From: Ian Cordasco [sigmavirus24 at gmail.com]
Sent: Tuesday, May 24, 2016 12:12 PM
To: Jay Pipes; OpenStack Development Mailing List (not for usage questions)
Subject: Re: [openstack-dev] [all][tc] Languages vs. Scope of "OpenStack"

-----Original Message-----
From: Jay Pipes <jaypipes at gmail.com>
Reply: OpenStack Development Mailing List (not for usage questions) <openstack-dev at lists.openstack.org>
Date: May 24, 2016 at 11:35:42
To: openstack-dev at lists.openstack.org <openstack-dev at lists.openstack.org>
Subject:  Re: [openstack-dev] [all][tc] Languages vs. Scope of "OpenStack"

> On 05/24/2016 06:19 AM, Thierry Carrez wrote:
> > Chris Dent wrote:
> >> [...]
> >> I don't really know. I'm firmly in the camp that OpenStack needs to
> >> be smaller and more tightly focused if a unitary thing called OpenStack
> >> expects to be any good. So I'm curious about and interested in
> >> strategies for figuring out where the boundaries are.
> >>
> >> So that, of course, leads back to the original question: Is OpenStack
> >> supposed to be a unitary.
> >
> > As a data point, since I heard that question rhetorically asked quite a
> > few times over the past year... There is an old answer to that, since a
> > vote of the PPB (the ancestor of our TC) from June, 2011 which was never
> > overruled or changed afterwards:
> >
> > "OpenStack is a single product made of a lot of independent, but
> > cooperating, components."
> >
> > The log is an interesting read:
> > http://eavesdrop.openstack.org/meetings/openstack-meeting/2011/openstack-meeting.2011-06-28-20.06.log.html
> Hmm, blast from the past. I'm sad I didn't make it to that meeting.
> I would (now at least) have voted for #2: OpenStack is "a collection of
> independent projects that work together for some level of integration
> and releases".
> This is how I believe OpenStack should be seen, as I wrote on Twitter
> relatively recently:
> https://twitter.com/jaypipes/status/705794815338741761
> https://twitter.com/jaypipes/status/705795095262441472

I'm honestly in the same boat as Chris. And I've constantly heard both. I also frankly am not sure I agree with the idea that OpenStack is one product. I think more along the lines of the way DefCore specifies OpenStack Compute as a Product, etc. I feel like if every project contributed to the OpenStack product, we might have a better adoption rate and a better knowledge base for how to make new services scale from day 1. Instead, we are definitely a loose collection of projects that integrate on some levels and produce what various people might combine to create a cloud.

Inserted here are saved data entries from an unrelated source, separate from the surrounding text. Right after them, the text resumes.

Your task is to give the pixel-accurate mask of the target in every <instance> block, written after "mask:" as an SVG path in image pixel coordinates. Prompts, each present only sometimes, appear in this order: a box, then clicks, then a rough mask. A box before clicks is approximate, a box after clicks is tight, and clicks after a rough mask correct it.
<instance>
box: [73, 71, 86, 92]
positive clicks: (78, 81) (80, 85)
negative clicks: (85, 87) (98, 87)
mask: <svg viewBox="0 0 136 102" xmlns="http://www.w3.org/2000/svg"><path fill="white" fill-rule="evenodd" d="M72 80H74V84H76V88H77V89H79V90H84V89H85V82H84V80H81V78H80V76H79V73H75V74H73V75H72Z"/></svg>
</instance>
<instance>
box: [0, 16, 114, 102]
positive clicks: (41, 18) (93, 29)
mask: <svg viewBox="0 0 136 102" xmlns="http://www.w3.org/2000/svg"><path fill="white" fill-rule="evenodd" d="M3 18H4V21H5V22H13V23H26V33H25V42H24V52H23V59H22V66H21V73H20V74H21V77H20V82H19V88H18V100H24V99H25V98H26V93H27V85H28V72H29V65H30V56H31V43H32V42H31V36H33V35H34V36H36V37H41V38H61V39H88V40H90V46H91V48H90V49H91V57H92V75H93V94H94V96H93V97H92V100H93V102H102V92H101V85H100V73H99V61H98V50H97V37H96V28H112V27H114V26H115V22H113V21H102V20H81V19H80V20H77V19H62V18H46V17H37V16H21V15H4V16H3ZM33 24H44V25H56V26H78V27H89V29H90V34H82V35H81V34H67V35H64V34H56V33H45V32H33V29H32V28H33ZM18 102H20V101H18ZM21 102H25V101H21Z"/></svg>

I'm also not entirely that the answer remains true with the different defcore programs. It seems like DefCore makes us define a minimum viable OpenStack {Compute,Object Storage} and then you can add to that. But those two things are "OpenStack" and everything else is a nice additional feature. There's nothing that makes Barbican or Magnum or Ceilometer a core part of OpenStack. Yet they're projects of varying popularity that different people choose whether or not to deploy. If OpenStack were a product, I'd think that not deploying Ceilometer would be the exception.